第13話
「そんなこと言っちゃったの!で、力ちゃんの反応は?」
「その後は珍しくあんまり話してくれなくて。でも帰り際はいつもの深瀬先輩でした。」
私の言葉を聞いた鈴木先輩は背もたれに体重をぐっとかけ、両腕を組んでなるほどと言わんばかりに数回うなずいた。
「力ちゃんは照れると黙るんだよ、だから美恋ちゃんのこと意識しちゃったんじゃないの?」
「そうだと嬉しいですけど…、引かれてたらと思うと怖いです…。」
私の弱気な発言に、鈴木先輩がにこっと笑った。
「自分のことを好いてくれているかもしれない後輩に引くような人に見える?」
「んん、深瀬先輩はそんな人じゃないと思いますけど…。」
「美恋ちゃんがそう思うならそうなんじゃない?考えすぎは良くないよ!」
そう言って鈴木先輩は椅子から立ち上がり、私と小春に手を振ってから食堂から出ていった。残された私たちも下校時刻が迫ってきたため食堂を後にする。
「鈴木先輩の言う通りじゃない?深瀬先輩の気持ちなんて聞かない限りわからないんだから、そこまで気にしなくても大丈夫だと思うよ。」
昇降口で上履きからスニーカーに履き替えながら小春が言う。2人に励まされ、私もうじうじ気にしていても仕方がない気がしてきた。
「そうかもね、もう言っちゃったことは帰ってこないし。」
「そうそう、前向きに考えていこうよ!」
小春が拳を作ってガッツポーズをする。私もそれを真似て拳を作り、2人でばかばかしくなって笑った。
(さすがに今日は会わないか…。)
駅のホームにも今乗っている電車内にも深瀬先輩の姿は見当たらない。今までが偶然だったのだろうし、そもそも今日は部活がないからもっと早い時間の電車に乗って帰った可能性も高い。さっきまで引かれていたらどうしようだなんて悩んでいた頭の中は、もう今日は姿を拝めないのかという落胆に変わっていた。

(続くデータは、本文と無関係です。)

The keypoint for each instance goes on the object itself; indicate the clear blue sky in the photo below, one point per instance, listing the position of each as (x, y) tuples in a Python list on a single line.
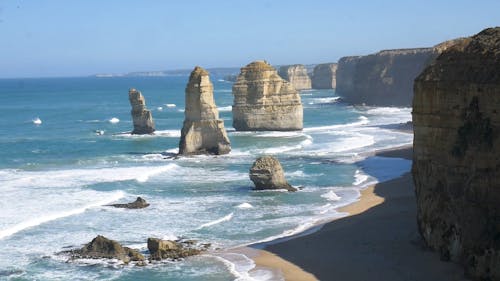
[(72, 38)]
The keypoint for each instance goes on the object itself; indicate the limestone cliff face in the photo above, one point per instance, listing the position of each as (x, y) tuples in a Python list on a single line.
[(382, 79), (456, 167), (203, 131), (297, 76), (263, 101), (324, 76), (141, 117)]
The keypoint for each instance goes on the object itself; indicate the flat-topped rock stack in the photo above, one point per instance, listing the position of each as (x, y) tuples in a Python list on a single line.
[(297, 76), (263, 101), (202, 132), (456, 164), (141, 117)]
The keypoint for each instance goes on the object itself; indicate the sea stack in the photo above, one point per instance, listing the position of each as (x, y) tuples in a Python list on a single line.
[(324, 76), (297, 76), (267, 173), (203, 132), (263, 101), (142, 118), (456, 165)]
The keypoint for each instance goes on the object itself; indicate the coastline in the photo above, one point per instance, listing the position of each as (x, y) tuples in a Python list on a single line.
[(377, 240)]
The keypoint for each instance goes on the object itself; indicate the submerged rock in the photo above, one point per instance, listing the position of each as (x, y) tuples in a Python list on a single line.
[(166, 249), (102, 247), (139, 203), (263, 101), (142, 118), (297, 76), (202, 131), (267, 173), (456, 164), (324, 76)]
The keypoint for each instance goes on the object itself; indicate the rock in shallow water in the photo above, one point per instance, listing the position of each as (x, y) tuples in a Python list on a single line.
[(456, 167), (267, 173), (102, 247), (141, 117), (202, 131), (263, 101)]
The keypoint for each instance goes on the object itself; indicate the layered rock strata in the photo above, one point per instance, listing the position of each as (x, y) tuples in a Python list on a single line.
[(263, 101), (141, 117), (456, 167), (267, 173), (297, 76), (102, 247), (324, 76), (385, 78), (202, 131)]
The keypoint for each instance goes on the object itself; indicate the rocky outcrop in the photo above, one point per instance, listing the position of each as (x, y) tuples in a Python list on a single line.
[(166, 249), (139, 203), (324, 76), (141, 117), (202, 131), (102, 247), (263, 101), (456, 167), (267, 173), (385, 78), (297, 76)]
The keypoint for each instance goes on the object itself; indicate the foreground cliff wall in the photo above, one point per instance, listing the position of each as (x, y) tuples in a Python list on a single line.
[(456, 167), (382, 79), (297, 76), (324, 76)]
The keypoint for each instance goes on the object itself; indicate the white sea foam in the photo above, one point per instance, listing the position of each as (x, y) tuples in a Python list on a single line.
[(114, 120), (244, 206), (225, 108), (217, 221), (331, 196), (40, 219)]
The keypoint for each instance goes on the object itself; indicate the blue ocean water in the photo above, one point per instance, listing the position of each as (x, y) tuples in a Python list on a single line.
[(56, 176)]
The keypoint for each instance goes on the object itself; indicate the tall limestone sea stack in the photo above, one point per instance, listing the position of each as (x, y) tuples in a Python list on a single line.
[(324, 76), (203, 131), (297, 76), (263, 101), (456, 167), (141, 117)]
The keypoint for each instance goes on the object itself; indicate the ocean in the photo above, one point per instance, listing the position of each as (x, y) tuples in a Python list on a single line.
[(57, 172)]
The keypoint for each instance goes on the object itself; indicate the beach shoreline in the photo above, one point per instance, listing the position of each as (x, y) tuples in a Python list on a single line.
[(379, 240)]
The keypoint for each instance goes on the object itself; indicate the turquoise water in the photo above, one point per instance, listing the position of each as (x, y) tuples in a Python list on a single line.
[(56, 176)]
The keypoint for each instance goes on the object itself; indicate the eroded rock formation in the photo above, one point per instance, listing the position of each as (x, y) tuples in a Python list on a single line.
[(385, 78), (102, 247), (456, 167), (202, 131), (263, 101), (267, 173), (297, 76), (141, 117), (324, 76)]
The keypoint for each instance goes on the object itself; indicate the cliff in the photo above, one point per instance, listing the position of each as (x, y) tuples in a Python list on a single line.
[(324, 76), (263, 101), (297, 76), (141, 117), (456, 165), (202, 131), (382, 79)]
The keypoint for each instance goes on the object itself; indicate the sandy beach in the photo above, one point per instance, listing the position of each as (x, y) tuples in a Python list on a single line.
[(379, 240)]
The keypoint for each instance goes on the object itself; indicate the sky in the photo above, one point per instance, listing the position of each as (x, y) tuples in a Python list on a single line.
[(59, 38)]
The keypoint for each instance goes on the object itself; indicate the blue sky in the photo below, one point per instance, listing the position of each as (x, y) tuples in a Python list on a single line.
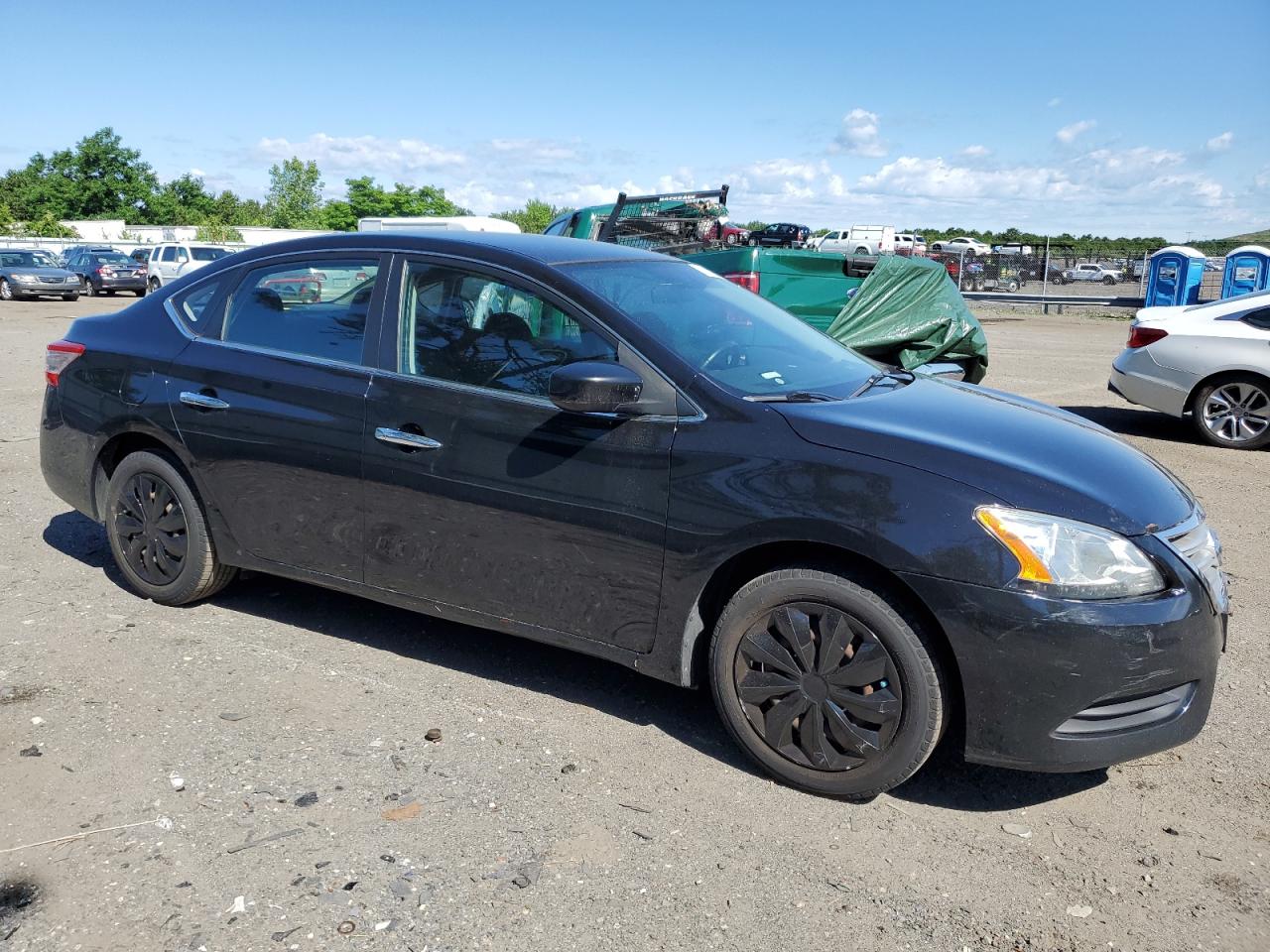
[(1121, 118)]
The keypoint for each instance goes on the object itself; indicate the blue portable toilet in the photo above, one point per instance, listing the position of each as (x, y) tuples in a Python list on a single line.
[(1175, 276), (1247, 268)]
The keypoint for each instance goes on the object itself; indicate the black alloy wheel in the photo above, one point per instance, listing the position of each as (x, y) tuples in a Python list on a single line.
[(826, 680), (818, 685), (153, 529), (158, 532)]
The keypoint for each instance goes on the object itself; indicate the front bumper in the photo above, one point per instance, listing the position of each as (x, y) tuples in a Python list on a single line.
[(134, 284), (1064, 685), (1138, 379), (36, 289)]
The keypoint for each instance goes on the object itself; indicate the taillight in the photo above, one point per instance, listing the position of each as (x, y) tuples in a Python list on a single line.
[(747, 280), (1141, 336), (58, 358)]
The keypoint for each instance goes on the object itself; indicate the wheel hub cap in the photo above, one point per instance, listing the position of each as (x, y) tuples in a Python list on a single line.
[(818, 687), (151, 530)]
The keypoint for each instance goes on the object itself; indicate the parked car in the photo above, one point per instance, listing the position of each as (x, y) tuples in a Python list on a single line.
[(962, 245), (1098, 273), (1207, 362), (28, 275), (780, 235), (860, 240), (68, 253), (540, 435), (107, 272), (172, 261)]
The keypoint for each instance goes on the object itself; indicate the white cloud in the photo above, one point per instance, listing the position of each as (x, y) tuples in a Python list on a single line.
[(1069, 134), (860, 135), (397, 158), (935, 178), (535, 149), (1219, 144)]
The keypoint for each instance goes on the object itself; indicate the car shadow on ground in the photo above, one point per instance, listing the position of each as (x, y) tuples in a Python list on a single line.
[(689, 716), (1129, 421)]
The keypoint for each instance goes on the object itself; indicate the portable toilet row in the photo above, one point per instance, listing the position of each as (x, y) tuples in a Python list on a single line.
[(1174, 277), (1247, 268), (1176, 272)]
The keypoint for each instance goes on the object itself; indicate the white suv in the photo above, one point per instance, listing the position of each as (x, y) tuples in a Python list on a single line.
[(173, 259)]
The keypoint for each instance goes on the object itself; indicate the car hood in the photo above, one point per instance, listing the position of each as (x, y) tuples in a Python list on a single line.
[(1021, 452), (41, 272)]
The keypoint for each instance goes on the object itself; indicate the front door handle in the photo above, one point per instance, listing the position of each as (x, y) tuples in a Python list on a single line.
[(202, 402), (404, 439)]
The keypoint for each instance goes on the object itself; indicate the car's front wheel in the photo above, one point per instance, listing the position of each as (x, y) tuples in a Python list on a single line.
[(159, 535), (1233, 413), (828, 683)]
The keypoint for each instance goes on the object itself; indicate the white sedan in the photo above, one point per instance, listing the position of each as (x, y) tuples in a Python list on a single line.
[(1210, 362), (961, 245)]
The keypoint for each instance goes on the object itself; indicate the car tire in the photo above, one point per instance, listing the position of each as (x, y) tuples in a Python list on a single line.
[(1215, 420), (151, 513), (821, 734)]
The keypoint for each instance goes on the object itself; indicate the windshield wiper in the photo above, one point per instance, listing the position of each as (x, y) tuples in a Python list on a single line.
[(897, 375), (794, 397)]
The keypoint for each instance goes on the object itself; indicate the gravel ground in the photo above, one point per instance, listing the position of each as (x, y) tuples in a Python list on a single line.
[(568, 803)]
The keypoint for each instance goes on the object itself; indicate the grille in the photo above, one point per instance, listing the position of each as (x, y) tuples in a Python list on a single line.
[(1202, 549), (1125, 714)]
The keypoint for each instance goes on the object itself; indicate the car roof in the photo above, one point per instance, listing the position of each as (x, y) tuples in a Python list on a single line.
[(544, 249)]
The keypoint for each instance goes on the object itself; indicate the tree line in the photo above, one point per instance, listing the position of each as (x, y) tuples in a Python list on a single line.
[(102, 178)]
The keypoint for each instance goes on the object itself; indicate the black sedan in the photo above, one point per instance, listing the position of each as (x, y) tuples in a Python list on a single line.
[(617, 452), (30, 275), (107, 272)]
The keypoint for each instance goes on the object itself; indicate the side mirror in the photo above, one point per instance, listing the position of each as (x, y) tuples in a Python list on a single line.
[(594, 388)]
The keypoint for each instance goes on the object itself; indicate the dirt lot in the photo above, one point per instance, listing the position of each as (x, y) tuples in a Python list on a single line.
[(570, 803)]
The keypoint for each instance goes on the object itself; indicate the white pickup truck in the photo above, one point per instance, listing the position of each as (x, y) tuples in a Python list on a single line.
[(860, 240)]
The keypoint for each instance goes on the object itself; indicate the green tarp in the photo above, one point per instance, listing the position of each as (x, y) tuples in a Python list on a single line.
[(910, 312)]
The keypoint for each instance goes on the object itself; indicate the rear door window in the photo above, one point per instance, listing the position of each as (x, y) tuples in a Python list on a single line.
[(316, 308)]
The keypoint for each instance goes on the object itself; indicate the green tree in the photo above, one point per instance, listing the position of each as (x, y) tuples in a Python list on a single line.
[(217, 232), (182, 200), (295, 195), (366, 198), (535, 217)]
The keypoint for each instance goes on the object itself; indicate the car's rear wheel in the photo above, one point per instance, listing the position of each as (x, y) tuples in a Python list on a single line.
[(826, 682), (1233, 412), (158, 532)]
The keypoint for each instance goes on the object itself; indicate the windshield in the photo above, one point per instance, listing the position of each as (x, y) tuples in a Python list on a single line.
[(208, 254), (731, 335), (1223, 301)]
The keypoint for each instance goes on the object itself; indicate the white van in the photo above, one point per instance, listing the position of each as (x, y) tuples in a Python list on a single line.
[(860, 240), (458, 222)]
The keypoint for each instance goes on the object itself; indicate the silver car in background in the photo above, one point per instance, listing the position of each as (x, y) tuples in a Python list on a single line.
[(1210, 362), (24, 273)]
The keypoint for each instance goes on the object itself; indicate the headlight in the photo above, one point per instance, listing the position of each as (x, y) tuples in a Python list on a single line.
[(1070, 558)]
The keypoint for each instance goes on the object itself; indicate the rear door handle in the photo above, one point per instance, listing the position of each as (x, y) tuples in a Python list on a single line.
[(202, 402), (407, 440)]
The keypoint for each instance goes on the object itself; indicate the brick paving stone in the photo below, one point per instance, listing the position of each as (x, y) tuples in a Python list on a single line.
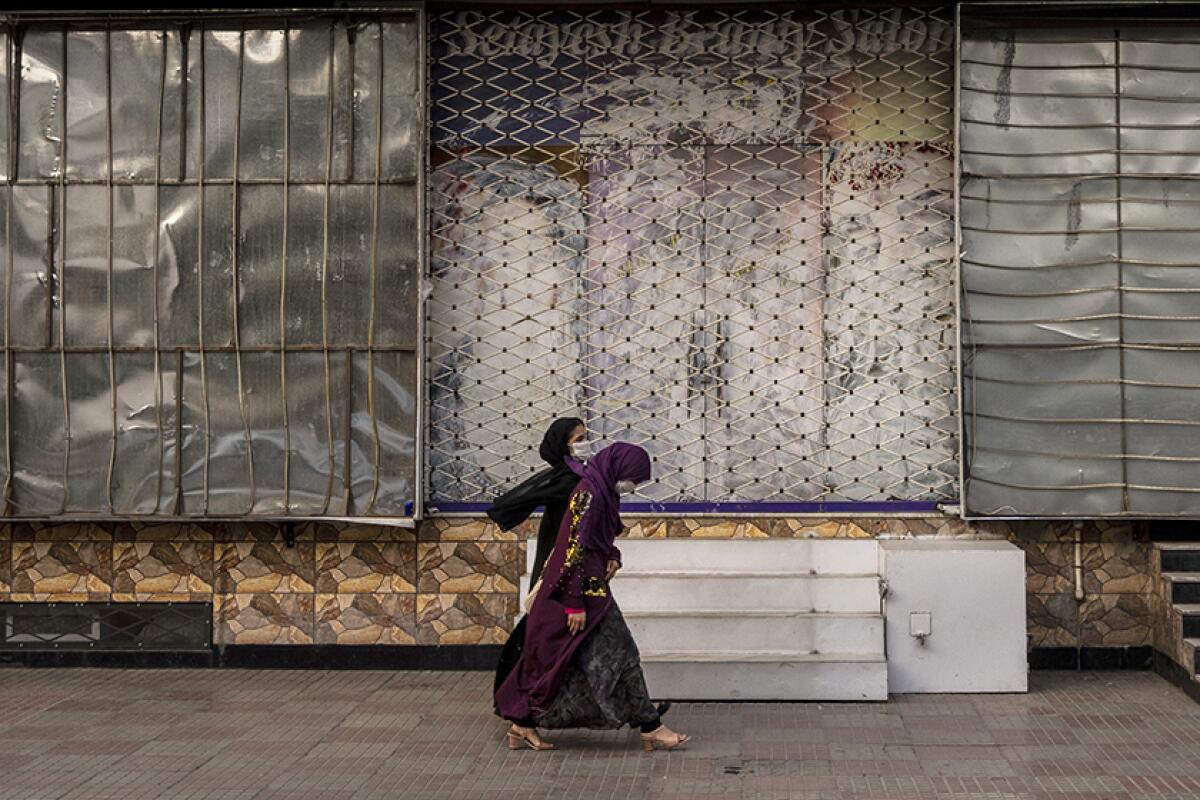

カバンの中からワイヤレスイヤホンを取り出し、耳に装着して音楽を聴いているといつの間にか最寄り駅に着いたため私は電車を降りた。ホームに立つとベンチにあった人影が動き、こちらに近づいてきた。何事かと思い、思わず近づいてくる人の顔を見ると私は驚きで息が止まりそうになった。
深瀬先輩が眉を下げて困ったように笑っている。先輩の最寄り駅はもっとずっと先だろう。こんな何もない田舎の駅に何か用でもあったのだろうか。
「なんで…」
「よかった、会えた…。ここでならゆっくり話せるかと思って。ストーカーみたいな真似してごめんね。」
理解が追い付かないけれど、「会えた」ということは深瀬先輩はここで私を待っていたということなのだろう。混乱する頭で私はとりあえず深瀬先輩と並んでベンチに座った。